Show that $(n!)^{(n-1)!}$ divides $(n!)!$ [duplicate]
$$ \begin{align} \frac{\displaystyle\left(\sum_{i=1}^na_i\right)!}{\displaystyle\prod_{i=1}^na_i!} &=\frac{\displaystyle\left(\sum_{i=1}^{n-1}a_i\right)!}{\displaystyle\prod_{i=1}^{n-1}a_i!} \frac{\displaystyle\left(\sum_{i=1}^na_i\right)!}{\displaystyle\left(\sum_{i=1}^{n-1}a_i\right)!\ a_n!}\\ &=\frac{\displaystyle\left(\sum_{i=1}^{n-1}a_i\right)!}{\displaystyle\prod_{i=1}^{n-1}a_i!} \binom{\displaystyle\sum_{i=1}^na_i}{a_n}\\ &=\prod_{k=1}^n\binom{\displaystyle\sum_{i=1}^ka_i}{a_k}\tag{1} \end{align} $$ Thus, the fraction on the left of $(1)$ is a product of binomial coefficients.

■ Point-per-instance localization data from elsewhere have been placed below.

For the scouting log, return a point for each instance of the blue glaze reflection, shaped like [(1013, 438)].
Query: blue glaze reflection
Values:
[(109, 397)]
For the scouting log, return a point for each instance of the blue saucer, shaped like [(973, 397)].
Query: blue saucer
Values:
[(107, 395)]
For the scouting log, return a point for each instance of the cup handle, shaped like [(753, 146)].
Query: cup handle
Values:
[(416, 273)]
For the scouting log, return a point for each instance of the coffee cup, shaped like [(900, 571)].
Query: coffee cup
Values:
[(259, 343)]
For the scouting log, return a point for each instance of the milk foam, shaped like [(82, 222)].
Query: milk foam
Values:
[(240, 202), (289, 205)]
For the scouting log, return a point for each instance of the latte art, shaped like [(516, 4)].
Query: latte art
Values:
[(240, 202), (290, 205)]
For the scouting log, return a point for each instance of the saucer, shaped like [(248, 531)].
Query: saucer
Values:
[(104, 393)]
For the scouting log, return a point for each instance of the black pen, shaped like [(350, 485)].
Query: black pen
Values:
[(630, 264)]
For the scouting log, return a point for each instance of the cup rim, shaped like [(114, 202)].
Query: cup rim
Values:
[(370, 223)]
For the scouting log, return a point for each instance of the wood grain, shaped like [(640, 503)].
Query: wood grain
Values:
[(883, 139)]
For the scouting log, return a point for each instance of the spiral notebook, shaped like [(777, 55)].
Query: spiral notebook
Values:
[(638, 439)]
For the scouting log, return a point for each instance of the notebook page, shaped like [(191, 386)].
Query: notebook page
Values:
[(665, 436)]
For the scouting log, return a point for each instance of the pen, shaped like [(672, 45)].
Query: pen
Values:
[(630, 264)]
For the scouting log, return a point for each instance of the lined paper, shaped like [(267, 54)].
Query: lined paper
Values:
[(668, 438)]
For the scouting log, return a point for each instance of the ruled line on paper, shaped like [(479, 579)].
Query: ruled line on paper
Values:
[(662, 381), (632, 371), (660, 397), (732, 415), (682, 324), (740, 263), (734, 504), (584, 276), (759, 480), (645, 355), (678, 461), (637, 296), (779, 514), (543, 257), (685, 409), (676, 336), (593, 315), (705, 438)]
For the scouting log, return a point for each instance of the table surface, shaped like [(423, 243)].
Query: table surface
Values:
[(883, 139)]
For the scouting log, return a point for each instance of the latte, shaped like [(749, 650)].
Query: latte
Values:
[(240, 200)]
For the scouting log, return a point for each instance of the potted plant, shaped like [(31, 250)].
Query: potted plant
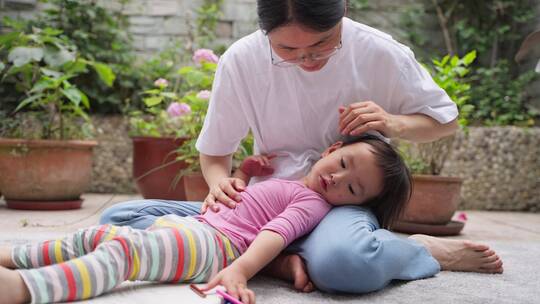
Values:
[(435, 198), (164, 133), (45, 154)]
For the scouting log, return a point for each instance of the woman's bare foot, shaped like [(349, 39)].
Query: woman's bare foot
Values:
[(12, 287), (458, 255), (291, 268), (5, 257)]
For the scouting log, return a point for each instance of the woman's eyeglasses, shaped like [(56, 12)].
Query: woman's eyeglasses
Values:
[(311, 56)]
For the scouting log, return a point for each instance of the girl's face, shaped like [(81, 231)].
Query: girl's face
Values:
[(346, 175), (295, 41)]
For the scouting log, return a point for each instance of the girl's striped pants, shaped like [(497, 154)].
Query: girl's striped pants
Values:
[(95, 260)]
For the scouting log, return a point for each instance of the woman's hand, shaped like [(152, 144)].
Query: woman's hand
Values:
[(360, 117), (235, 282), (257, 165), (227, 192)]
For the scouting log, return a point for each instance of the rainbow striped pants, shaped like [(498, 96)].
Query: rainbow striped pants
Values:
[(95, 260)]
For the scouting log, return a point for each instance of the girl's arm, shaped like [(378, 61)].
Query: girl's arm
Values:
[(266, 246), (254, 165)]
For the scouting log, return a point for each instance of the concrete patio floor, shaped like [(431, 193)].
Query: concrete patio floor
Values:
[(515, 236)]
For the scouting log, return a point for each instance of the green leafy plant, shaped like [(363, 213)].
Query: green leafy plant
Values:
[(100, 34), (41, 64), (494, 29), (499, 97), (450, 74)]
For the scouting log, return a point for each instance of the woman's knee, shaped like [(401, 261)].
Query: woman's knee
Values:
[(349, 265), (119, 213)]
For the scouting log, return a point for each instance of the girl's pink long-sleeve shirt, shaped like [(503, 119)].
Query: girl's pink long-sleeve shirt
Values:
[(288, 208)]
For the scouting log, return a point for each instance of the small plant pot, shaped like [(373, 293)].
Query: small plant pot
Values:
[(45, 174), (434, 199)]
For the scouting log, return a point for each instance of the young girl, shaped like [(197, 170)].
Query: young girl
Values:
[(228, 247)]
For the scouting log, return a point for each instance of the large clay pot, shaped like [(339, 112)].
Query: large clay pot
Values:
[(45, 174), (434, 199)]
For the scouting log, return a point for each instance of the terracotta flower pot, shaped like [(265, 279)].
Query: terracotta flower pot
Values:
[(45, 174), (155, 169), (434, 199)]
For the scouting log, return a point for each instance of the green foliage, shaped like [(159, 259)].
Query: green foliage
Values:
[(100, 35), (494, 29), (499, 98), (41, 65), (449, 73)]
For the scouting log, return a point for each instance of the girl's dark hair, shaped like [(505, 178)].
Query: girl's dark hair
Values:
[(318, 15), (397, 183)]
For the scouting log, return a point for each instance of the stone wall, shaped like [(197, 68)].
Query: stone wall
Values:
[(500, 166), (156, 24)]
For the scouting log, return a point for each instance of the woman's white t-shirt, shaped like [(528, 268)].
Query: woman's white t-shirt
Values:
[(294, 113)]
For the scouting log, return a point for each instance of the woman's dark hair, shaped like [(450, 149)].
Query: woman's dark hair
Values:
[(318, 15), (397, 183)]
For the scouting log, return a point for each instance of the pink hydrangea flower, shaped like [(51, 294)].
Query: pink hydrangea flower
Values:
[(461, 217), (176, 109), (201, 55), (204, 94), (161, 83)]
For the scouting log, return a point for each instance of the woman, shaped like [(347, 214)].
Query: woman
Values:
[(308, 77)]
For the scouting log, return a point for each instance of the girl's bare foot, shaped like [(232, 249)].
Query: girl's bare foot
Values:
[(291, 268), (458, 255), (5, 257), (12, 287)]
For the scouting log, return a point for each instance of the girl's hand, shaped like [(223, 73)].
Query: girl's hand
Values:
[(360, 117), (257, 165), (226, 192), (235, 283)]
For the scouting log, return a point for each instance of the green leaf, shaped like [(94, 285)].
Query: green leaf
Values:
[(105, 73), (51, 73), (469, 58), (23, 55), (57, 57), (152, 101), (84, 100), (73, 94), (43, 84), (52, 32), (185, 70), (6, 39), (28, 101)]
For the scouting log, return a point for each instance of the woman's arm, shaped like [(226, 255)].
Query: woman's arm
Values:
[(266, 246), (422, 128), (223, 188), (360, 117)]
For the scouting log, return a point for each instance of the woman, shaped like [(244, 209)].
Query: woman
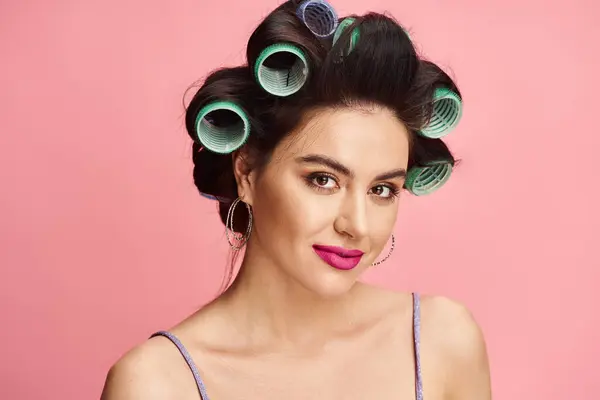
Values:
[(307, 149)]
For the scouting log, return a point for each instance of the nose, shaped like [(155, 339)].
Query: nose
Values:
[(352, 218)]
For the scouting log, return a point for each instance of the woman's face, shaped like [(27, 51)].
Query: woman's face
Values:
[(332, 185)]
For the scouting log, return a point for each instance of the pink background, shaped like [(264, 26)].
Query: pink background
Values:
[(105, 240)]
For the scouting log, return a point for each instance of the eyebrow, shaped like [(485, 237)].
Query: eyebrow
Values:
[(342, 169)]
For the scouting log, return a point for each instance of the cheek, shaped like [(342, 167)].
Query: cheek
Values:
[(382, 221), (288, 209)]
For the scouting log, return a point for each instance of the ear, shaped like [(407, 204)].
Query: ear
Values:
[(244, 176)]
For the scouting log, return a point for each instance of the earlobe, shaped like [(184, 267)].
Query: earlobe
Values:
[(243, 176)]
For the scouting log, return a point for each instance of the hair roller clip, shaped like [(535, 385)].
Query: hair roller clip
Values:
[(346, 22), (281, 69), (424, 180), (222, 127), (447, 112), (318, 16)]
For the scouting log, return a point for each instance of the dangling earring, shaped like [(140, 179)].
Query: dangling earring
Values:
[(237, 240), (389, 253)]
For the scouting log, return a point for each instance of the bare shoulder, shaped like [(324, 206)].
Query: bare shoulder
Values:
[(149, 371), (460, 346)]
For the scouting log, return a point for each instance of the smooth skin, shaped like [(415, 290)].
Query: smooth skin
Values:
[(293, 327)]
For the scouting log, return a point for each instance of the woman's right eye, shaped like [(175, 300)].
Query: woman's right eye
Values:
[(324, 181)]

We can write $$ n!=n(n-1)!=\sum_{i=1}^{(n-1)!}n\tag{2} $$ Using $(2)$ and then $(1)$ $$ \begin{align} \frac{(n!)!}{n!^{(n-1)!}} &=\frac{\displaystyle\left(\sum_{i=1}^{(n-1)!}n\right)!}{\displaystyle\prod_{i=1}^{(n-1)!}n!}\\[4pt] &=\prod_{k=1}^{(n-1)!}\binom{kn}{n}\tag{3} \end{align} $$ Since the right hand side of $(3)$ is a product of binomial coefficients, the left hand side is an integer.
Example
The numbers get huge very quickly, but with $n=4$, $$ \frac{(4!)!}{4!^{3!}}=\frac{24!}{24^6}=3,246,670,537,110,000 $$ and $$ \begin{align} \prod_{k=1}^{3!}\binom{4k}{4} &=\binom{24}{4}\binom{20}{4}\binom{16}{4}\binom{12}{4}\binom{8}{4}\binom{4}{4}\\[4pt] &=3,246,670,537,110,000 \end{align} $$
[Three years later update] Addressing @Patrick’s comment, I should have said
Suppose you have $(n-1)!$ identical sets of $n$ balls. The balls in each set are numbered 1 through $n$. How many ...

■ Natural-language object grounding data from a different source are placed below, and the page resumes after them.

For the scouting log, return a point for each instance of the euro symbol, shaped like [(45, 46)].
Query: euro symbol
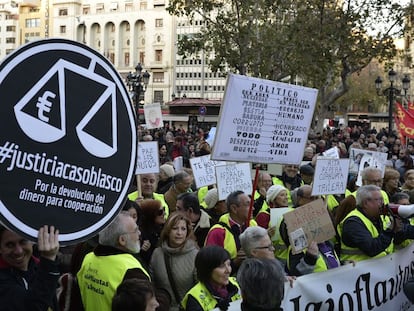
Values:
[(44, 105)]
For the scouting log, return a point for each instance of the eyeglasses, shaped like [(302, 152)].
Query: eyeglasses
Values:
[(376, 199), (132, 232), (270, 247)]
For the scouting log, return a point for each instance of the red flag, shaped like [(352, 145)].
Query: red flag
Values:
[(400, 133), (405, 123)]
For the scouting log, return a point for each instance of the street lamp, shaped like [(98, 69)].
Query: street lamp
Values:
[(137, 83), (391, 92)]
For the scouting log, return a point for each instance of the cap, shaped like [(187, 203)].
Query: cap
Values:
[(211, 198), (167, 169), (273, 192)]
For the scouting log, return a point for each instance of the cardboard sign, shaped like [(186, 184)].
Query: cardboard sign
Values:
[(232, 178), (332, 153), (331, 176), (148, 158), (307, 223), (263, 121), (153, 116), (203, 170), (68, 155), (276, 216)]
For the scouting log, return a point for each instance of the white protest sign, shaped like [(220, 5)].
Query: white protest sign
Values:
[(153, 116), (331, 176), (332, 153), (148, 159), (203, 170), (263, 121), (178, 163), (361, 158), (276, 216), (232, 178)]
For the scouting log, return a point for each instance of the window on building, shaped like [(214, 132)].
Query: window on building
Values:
[(126, 59), (129, 7), (158, 77), (158, 22), (158, 55), (99, 8), (63, 12), (158, 97), (32, 22)]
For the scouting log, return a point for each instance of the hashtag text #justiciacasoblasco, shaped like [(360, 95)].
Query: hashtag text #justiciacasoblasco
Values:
[(40, 163)]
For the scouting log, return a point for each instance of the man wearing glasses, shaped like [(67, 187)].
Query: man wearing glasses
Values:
[(364, 232), (111, 262)]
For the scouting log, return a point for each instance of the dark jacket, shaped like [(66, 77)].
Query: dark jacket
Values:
[(34, 289)]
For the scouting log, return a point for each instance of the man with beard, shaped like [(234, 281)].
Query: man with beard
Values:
[(111, 262)]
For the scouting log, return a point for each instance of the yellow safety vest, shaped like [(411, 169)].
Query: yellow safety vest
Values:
[(229, 242), (204, 296), (100, 276), (156, 196), (351, 253)]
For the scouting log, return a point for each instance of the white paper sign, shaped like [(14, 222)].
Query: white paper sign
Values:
[(331, 176), (148, 159), (203, 170), (153, 116), (232, 178), (178, 163), (332, 153), (263, 121), (361, 158)]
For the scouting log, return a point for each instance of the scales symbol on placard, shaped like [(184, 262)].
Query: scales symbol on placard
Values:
[(41, 112)]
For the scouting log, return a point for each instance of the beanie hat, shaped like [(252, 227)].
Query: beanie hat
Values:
[(211, 198), (273, 192), (167, 169)]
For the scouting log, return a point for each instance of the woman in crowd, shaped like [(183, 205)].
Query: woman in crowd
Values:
[(276, 197), (153, 219), (215, 287), (172, 263)]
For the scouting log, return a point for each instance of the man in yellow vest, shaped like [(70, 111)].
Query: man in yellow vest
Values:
[(226, 233), (111, 262), (364, 232), (148, 185)]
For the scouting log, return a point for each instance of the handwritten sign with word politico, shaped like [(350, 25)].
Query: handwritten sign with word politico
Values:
[(263, 121)]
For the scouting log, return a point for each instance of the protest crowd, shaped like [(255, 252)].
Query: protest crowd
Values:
[(178, 247)]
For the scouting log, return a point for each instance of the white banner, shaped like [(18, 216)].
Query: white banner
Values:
[(375, 284)]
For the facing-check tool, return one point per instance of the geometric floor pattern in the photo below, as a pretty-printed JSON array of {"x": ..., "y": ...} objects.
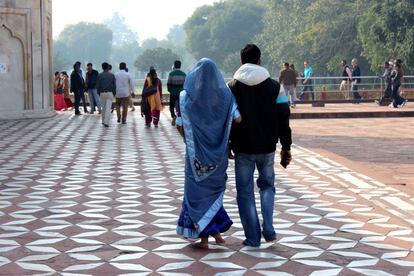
[{"x": 80, "y": 199}]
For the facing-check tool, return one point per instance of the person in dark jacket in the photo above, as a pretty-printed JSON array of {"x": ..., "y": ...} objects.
[
  {"x": 254, "y": 142},
  {"x": 90, "y": 86},
  {"x": 356, "y": 80},
  {"x": 77, "y": 87},
  {"x": 386, "y": 76},
  {"x": 175, "y": 85}
]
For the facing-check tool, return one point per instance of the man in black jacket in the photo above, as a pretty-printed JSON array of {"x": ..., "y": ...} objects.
[
  {"x": 254, "y": 142},
  {"x": 77, "y": 87}
]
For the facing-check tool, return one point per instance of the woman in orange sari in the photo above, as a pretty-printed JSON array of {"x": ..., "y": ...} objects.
[
  {"x": 58, "y": 92},
  {"x": 151, "y": 99},
  {"x": 65, "y": 88}
]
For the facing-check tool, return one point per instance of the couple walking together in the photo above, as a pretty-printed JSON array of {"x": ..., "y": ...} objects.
[{"x": 247, "y": 116}]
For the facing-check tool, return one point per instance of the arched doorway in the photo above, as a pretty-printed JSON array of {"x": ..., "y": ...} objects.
[{"x": 11, "y": 72}]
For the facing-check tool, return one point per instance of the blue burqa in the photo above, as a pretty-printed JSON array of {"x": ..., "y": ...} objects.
[{"x": 206, "y": 107}]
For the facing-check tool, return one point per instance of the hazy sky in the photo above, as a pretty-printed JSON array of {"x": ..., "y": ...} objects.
[{"x": 149, "y": 18}]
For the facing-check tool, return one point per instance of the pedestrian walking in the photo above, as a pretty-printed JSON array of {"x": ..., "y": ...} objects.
[
  {"x": 397, "y": 77},
  {"x": 356, "y": 80},
  {"x": 207, "y": 110},
  {"x": 90, "y": 86},
  {"x": 151, "y": 99},
  {"x": 346, "y": 78},
  {"x": 307, "y": 81},
  {"x": 124, "y": 88},
  {"x": 77, "y": 87},
  {"x": 287, "y": 78},
  {"x": 175, "y": 85},
  {"x": 106, "y": 87},
  {"x": 65, "y": 89},
  {"x": 254, "y": 143},
  {"x": 386, "y": 76}
]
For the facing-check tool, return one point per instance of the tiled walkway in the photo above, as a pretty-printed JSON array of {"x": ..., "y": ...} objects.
[{"x": 80, "y": 199}]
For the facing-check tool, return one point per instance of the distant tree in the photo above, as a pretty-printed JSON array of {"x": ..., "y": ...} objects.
[
  {"x": 150, "y": 43},
  {"x": 220, "y": 30},
  {"x": 86, "y": 42},
  {"x": 125, "y": 46},
  {"x": 329, "y": 33},
  {"x": 176, "y": 36},
  {"x": 232, "y": 62},
  {"x": 161, "y": 58},
  {"x": 283, "y": 21},
  {"x": 386, "y": 32},
  {"x": 121, "y": 32},
  {"x": 60, "y": 58}
]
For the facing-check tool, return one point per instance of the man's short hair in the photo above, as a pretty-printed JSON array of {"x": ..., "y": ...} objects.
[
  {"x": 177, "y": 64},
  {"x": 250, "y": 54},
  {"x": 105, "y": 66}
]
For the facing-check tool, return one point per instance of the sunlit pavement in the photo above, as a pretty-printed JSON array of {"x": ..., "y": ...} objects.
[{"x": 77, "y": 198}]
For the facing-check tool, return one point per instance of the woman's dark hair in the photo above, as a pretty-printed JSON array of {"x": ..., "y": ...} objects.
[
  {"x": 105, "y": 66},
  {"x": 177, "y": 64},
  {"x": 250, "y": 54}
]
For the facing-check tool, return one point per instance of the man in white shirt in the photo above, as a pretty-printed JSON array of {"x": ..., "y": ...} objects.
[
  {"x": 347, "y": 77},
  {"x": 124, "y": 89}
]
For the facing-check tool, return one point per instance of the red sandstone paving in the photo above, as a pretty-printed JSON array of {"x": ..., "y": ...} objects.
[{"x": 338, "y": 140}]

[My original backwards answer follows.]
Suppose you have $n$ identical sets of $(n-1)!$ balls. The balls in each set are numbered 1 through $(n-1)!$. How many ways are there to arrange these $n!$ balls in a row? There are $\frac{(n!)!}{(n!)^{(n-1)!}}$ ways.

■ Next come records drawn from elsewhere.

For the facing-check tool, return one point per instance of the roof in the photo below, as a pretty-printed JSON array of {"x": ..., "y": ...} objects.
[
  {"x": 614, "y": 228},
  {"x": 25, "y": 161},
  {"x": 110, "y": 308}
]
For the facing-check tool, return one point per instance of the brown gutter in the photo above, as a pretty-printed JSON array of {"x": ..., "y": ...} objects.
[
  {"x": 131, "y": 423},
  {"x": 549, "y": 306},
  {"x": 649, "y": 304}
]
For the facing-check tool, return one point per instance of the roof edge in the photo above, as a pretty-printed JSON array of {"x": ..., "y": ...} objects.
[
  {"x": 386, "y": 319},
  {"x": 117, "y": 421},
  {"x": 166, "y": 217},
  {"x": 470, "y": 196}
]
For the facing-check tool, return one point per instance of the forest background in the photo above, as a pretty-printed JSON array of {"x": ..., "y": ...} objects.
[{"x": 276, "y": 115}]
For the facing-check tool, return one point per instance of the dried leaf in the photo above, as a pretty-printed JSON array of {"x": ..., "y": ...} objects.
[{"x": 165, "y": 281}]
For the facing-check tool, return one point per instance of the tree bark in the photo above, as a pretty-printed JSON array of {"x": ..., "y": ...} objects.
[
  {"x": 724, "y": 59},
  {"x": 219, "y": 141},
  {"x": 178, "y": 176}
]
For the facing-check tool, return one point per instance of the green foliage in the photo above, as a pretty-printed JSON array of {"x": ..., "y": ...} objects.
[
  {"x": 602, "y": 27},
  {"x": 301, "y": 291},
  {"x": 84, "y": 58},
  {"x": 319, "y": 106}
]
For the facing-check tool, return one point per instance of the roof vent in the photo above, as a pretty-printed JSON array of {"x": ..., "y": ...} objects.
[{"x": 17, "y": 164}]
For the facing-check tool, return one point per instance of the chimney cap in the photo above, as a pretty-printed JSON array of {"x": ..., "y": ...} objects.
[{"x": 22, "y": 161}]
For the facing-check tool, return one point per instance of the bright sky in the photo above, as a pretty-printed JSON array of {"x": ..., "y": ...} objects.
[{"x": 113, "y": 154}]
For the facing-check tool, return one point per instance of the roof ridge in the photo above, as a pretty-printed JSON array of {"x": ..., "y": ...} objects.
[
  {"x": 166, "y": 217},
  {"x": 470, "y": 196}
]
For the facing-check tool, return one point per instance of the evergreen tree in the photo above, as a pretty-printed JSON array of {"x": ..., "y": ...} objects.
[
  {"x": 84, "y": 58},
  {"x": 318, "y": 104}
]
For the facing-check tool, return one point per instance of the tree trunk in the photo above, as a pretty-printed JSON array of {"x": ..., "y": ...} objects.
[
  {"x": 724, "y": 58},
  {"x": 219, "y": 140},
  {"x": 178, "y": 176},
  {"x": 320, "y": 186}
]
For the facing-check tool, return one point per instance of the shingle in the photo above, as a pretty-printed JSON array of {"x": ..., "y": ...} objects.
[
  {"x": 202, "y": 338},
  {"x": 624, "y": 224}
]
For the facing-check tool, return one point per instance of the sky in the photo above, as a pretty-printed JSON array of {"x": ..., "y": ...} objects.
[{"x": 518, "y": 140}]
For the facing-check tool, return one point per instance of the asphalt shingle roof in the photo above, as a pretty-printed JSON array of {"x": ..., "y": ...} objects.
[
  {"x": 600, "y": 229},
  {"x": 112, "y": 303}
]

This is the same as showing that combinations or binomial coefficients $\displaystyle{n\choose k}=C_n^k=\prod_{j=0}^{k-1}\frac{n-j}{1+j}$ are always natural, for all values of n and k. It all depends on proving that the product of any k consecutive numbers is always divisible through the product of the first k consecutive numbers, $1$ through k. This is obvious, since, in each sequence of $2$ consecutive numbers, exactly one is even, and one odd; in each sequence of three consecutive numbers, exactly one is ternary, while the other two aren't; in each sequence of four consecutive numbers, exactly one is quaternary, while the rest aren't; etc. Our product, $(n!)!=1\cdot2\cdot3\cdot\ldots\cdot n!$, can be broken up into $\displaystyle\frac{n!}n=(n-1)!$ sequences of n consecutive terms, each such sub-product being divisible through n!, for the reasons explained above. In other words, the whole product is divisible through $(n!)^{(n-1)!}$. QED.